This week I upgraded to Parallels 6 because it was once again part of the MacUpdate bundle. Primarily I use it for Dragon NaturallySpeaking when my hands are getting achy. But it always leaves me feeling like the battered spouse who keeps going back to her husband because she’s sure that this time it’ll be different. Bottom line: these products still don’t work.
On the Parallels side, the problem is simple and one would think fixable: Parallels just can’t keep track of the microphone. Every time I quit and relaunch Parallels, I have to completely reconfigure the microphone in both MacOS X and in the virtual machine. Parallels simply is not able to remember its microphone settings. Here’s a hint for version 7: microphones aren’t disk drives. Don’t make me configure sound input or output or assign USB devices to the host or guest operating systems. Treat audio devices like the network ports where it just works without me having to think about it.
On the NaturallySpeaking side, the problems are virtually everything except speech recognition, and that’s more than you might think. Many of the issues with NaturallySpeaking are problems that PowerSecretary had resolved over 15 years ago on 100 MHz PowerBooks. For example, I shouldn’t have to keep correcting “parallels six” to “Parallels 6″. After I’ve used that phrase once or twice, the speech recognition program should learn it and recognize it and not bother me about it again. But instead I have to keep correcting it and correcting it and correcting it every single time. NaturallySpeaking does not learn from its mistakes. It has some sort of training mode that is a complete waste of time. There is no reason for this to be separate from the normal dictation process. I should not have to think about which words I’m going to use in an article and carefully train them before dictating. NaturallySpeaking should simply learn from the corrections I make in the process of dictation.
Secondly, NaturallySpeaking does not integrate well with the Windows operating system. It works better in some programs and others, but its ability to navigate and select text in a document ranges from poor to abominable. In Firefox, it’s manageable. It’s often off by character or two, but usually it puts the insertion point somewhere close to where it should be. In Chrome, it simply doesn’t work at all. Even in relatively well supported programs like Firefox and Microsoft Word, the cursor placement is still not nearly accurate enough to use for editing. NaturallySpeaking is adequate for dictating a first draft when your RSI is flaring up, but the second draft has to be typed by hand.

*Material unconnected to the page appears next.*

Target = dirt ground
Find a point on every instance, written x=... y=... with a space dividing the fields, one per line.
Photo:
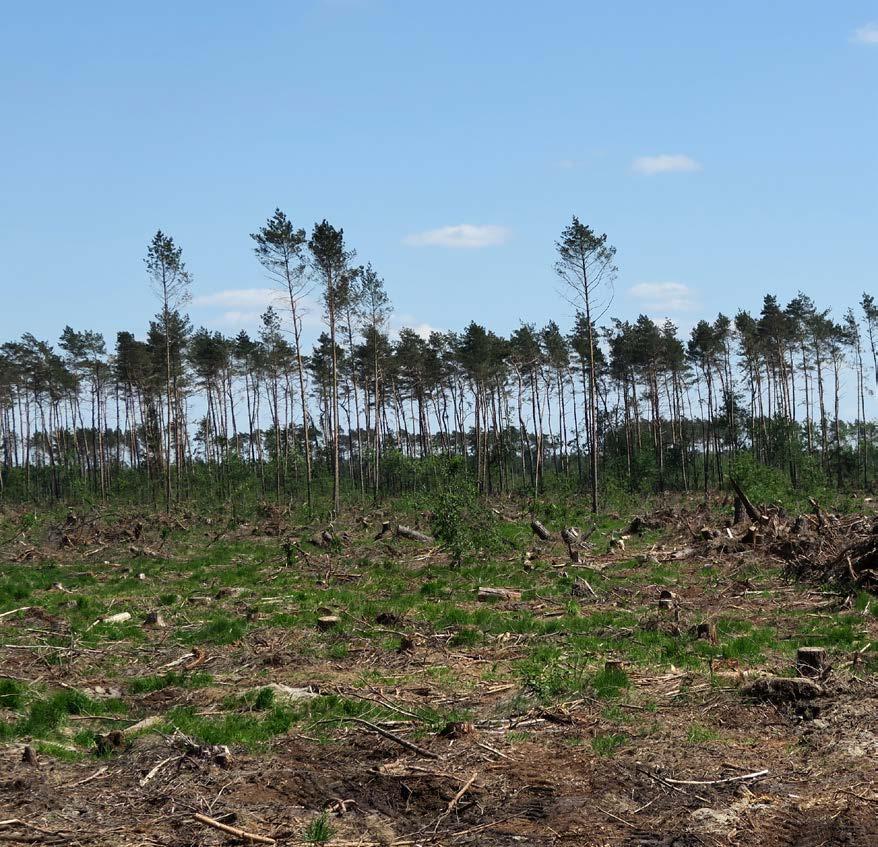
x=611 y=702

There are other aspects of the recognition that Nuance really needs to do a better job with. For example, the phrase “go to end of line” is one of the recognized commands, except half the time when NaturallySpeaking recognizes it as “code to end of line” and inserts the text that you now have to delete and then repeat the command. Other commands such as “delete previous word” and “correct that” are also frequently misrecognized. most annoyingly, is when Nuance correctly recognizes the command but merely inserts the text rather than performing the requested action. Unlike free-form text recognition, recognizing commands, even in the middle of free-form text, is really easy. Systems with a lot less CPU power than my virtual machine do this all the time and have for a couple of decades now. There is no reason NaturallySpeaking should ever get these commands wrong.
There are also times when NaturallySpeaking recognizes a command that isn’t there. This doesn’t happen with built-in commands such as “go to end of line” but rather when it’s trying to interpret words I’m speaking as references to links on the screen. For instance, earlier while I was dictating this post, NaturallySpeaking attempted to move it into the trash because it misinterpreted the word “to” as a command to go to the link on the page “Move to Trash” and as I was dictating this very sentence it did it again.
Yes, I know there are a series of confusing and misleading options hiding the preferences to turn some of this functionality off. Half of them shouldn’t be options in the first place. The other half should have the opposite of the defaults they do. This reeks of a classic Windows user interface design where features are thrown into the program and rubbed in the face of the user just to show how clever the developers are. Nuance still hasn’t learned the lesson that simplicity is power, that just because you can do something doesn’t mean you should, and that a program should simply do the right thing rather than asking the user whether they want to do the right thing or the wrong thing.
The bottom line is that Nuance has over-emphasized the purely algorithmic speech recognizer, while not adequately addressing the failures of its user interface. The actual recognition of words within Dragon NaturallySpeaking is pretty good and has been for several versions now. However, the user interface remains atrocious. There is colossal room for improvement left in this product without touching the actual recognition engine. Unfortunately, I see little to no evidence that Nuance knows that or cares about it. If you look at the release notes for Dragon NaturallySpeaking 11, there’s a list of features and the usual promise of increased recognition accuracy but nothing about accurate cursor placement, universal application support, real-time training from the actual text that’s dictated, or properly distinguishing between commands and spoken text.